Free to all, this and other daily events taking place through Friday [the 12th] recognize the life and work of English naturalist and geologist Charles Darwin (1809-82).

While all are welcome to attend, MSU students and faculty interested in participating in Saturday’s dodgeball tournament are encouraged to contact Giuliano Colosimo at gc460@msstate.edu.

“Darwin Week is intended to be a time when we can open a dialogue about current research in the biological sciences,” said geology instructor Amy P. Moe-Hoffman.

She said the scheduled events offer programming relevant to diverse audiences, highlighting some exciting new advances in science that have built upon Darwin’s ideas and addressing such topics as the evolution of diseases and the importance of preserving biodiversity.

Activities include:

—Sunday [the 7th], a 2 p.m. presentation by Matt Brown titled “Tracking Convergent Evolution Across Eukaryotes” at Mississippi University for Women’s Plymouth Bluff Environmental Center on Old West Point Road west of Columbus. Brown is an MSU assistant professor of biological sciences.
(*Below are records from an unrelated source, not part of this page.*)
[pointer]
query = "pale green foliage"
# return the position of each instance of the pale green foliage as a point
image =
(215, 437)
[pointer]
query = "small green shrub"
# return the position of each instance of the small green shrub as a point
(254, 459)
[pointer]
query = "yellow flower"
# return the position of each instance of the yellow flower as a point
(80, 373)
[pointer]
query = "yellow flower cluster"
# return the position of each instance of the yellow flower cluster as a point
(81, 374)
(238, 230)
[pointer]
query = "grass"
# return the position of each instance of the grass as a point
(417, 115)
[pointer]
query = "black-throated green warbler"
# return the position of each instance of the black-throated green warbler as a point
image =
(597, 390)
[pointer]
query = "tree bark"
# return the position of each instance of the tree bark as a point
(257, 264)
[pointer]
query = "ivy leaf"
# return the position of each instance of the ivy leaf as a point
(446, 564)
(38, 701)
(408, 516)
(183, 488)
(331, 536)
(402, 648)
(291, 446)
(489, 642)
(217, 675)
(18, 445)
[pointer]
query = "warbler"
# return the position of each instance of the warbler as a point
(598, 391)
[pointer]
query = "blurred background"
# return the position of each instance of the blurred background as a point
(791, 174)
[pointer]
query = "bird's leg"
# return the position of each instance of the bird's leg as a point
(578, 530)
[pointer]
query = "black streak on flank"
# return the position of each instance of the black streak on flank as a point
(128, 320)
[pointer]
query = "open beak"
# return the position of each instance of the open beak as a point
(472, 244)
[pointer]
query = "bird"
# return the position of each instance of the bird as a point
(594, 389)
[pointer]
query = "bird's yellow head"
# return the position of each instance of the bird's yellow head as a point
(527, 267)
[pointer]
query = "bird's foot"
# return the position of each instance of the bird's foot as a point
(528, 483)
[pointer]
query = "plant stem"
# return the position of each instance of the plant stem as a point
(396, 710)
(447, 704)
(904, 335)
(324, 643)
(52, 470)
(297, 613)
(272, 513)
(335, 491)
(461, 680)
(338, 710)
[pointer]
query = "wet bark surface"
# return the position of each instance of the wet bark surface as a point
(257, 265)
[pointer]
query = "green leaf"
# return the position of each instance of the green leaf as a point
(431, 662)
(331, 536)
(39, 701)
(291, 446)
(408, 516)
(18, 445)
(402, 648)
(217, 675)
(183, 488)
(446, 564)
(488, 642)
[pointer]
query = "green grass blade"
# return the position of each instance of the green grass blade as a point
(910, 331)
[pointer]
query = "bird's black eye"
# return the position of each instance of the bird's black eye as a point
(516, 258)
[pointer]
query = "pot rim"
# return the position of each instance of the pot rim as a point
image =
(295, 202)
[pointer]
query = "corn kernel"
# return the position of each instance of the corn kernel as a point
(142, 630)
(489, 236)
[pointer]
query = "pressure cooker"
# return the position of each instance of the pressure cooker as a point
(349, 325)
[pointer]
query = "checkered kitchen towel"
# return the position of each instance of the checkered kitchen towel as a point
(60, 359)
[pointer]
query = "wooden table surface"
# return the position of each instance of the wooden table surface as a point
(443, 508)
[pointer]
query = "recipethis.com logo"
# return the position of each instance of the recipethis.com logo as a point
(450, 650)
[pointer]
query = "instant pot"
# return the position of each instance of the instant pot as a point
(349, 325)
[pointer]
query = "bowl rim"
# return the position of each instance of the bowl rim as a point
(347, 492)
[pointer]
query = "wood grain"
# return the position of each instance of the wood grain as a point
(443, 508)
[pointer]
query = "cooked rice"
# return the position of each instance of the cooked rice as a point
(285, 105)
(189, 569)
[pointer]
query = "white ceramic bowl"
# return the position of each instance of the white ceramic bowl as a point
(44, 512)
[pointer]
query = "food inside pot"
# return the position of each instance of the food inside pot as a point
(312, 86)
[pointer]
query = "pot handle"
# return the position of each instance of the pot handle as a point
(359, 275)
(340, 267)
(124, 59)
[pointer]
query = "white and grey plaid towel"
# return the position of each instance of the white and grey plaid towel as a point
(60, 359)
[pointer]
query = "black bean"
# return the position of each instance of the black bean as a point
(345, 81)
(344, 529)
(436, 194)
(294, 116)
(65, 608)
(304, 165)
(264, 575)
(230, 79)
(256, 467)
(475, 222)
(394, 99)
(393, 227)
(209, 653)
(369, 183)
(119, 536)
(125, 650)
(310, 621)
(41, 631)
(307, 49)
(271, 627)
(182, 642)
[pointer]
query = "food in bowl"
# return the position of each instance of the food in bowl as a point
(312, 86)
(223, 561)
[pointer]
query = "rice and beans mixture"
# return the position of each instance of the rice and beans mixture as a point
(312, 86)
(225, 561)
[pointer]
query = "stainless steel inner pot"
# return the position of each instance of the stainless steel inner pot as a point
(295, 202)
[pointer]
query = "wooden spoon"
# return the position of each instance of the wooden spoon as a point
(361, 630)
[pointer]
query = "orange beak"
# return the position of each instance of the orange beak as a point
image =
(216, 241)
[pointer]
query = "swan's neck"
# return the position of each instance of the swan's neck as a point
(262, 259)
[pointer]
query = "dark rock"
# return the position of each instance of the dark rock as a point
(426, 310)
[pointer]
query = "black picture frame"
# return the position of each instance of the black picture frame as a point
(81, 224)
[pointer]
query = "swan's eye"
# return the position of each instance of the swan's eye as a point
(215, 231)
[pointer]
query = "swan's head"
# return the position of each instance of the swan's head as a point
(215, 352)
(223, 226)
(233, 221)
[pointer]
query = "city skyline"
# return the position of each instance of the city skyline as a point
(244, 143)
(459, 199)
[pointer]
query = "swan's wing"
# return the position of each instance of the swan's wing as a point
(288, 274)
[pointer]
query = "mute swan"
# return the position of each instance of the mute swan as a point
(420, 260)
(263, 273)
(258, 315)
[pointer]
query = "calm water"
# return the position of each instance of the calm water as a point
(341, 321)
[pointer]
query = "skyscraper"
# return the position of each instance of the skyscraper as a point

—Tuesday [the 9th], a 4-5 p.m. opening reception in the McComas Hall Art Gallery for the exhibit “Cargo for Conversation: Impacts of the Illegal Wildlife Trade,” in which art students used items confiscated in the illegal wildlife trade as inspiration for posters and photographic creations. The exhibit is on display Tuesday-Friday [9-12th] from 8-11 a.m.

—Tuesday [the 9th], Café Scientifique, to begin at 6:30 p.m. at Starkville’s Veranda restaurant on Loxley Way. “Ecological Metronomes: Animal and Ecosystem Responses to Hurricanes in the Caribbean Islands” will be the topic of conservation biology professor Francisco Vilella.

—Friday [the 12th], beginning at 9 a.m., local eighth-grade science students will make a three-hour “Career in Biological Sciences” tour of the university’s Dunn-Seiler geology and Cobb archaeology museums, among other facilities. They will learn about wildlife conservation, scientific illustration, entomology, paleontology, archaeology, microbiology and forensic anthropology.

—Also Friday, a 5 p.m. Darwin birthday reception in the Cobb Institute of Archaeology foyer. At 5:30 p.m. in Room 100, Evan Peacock, a professor in the anthropology and Middle Eastern cultures department, will present “Humankind’s Place in Nature: Barriers to the Incorporation of a Long-Term Perspective.” Refreshments will be served.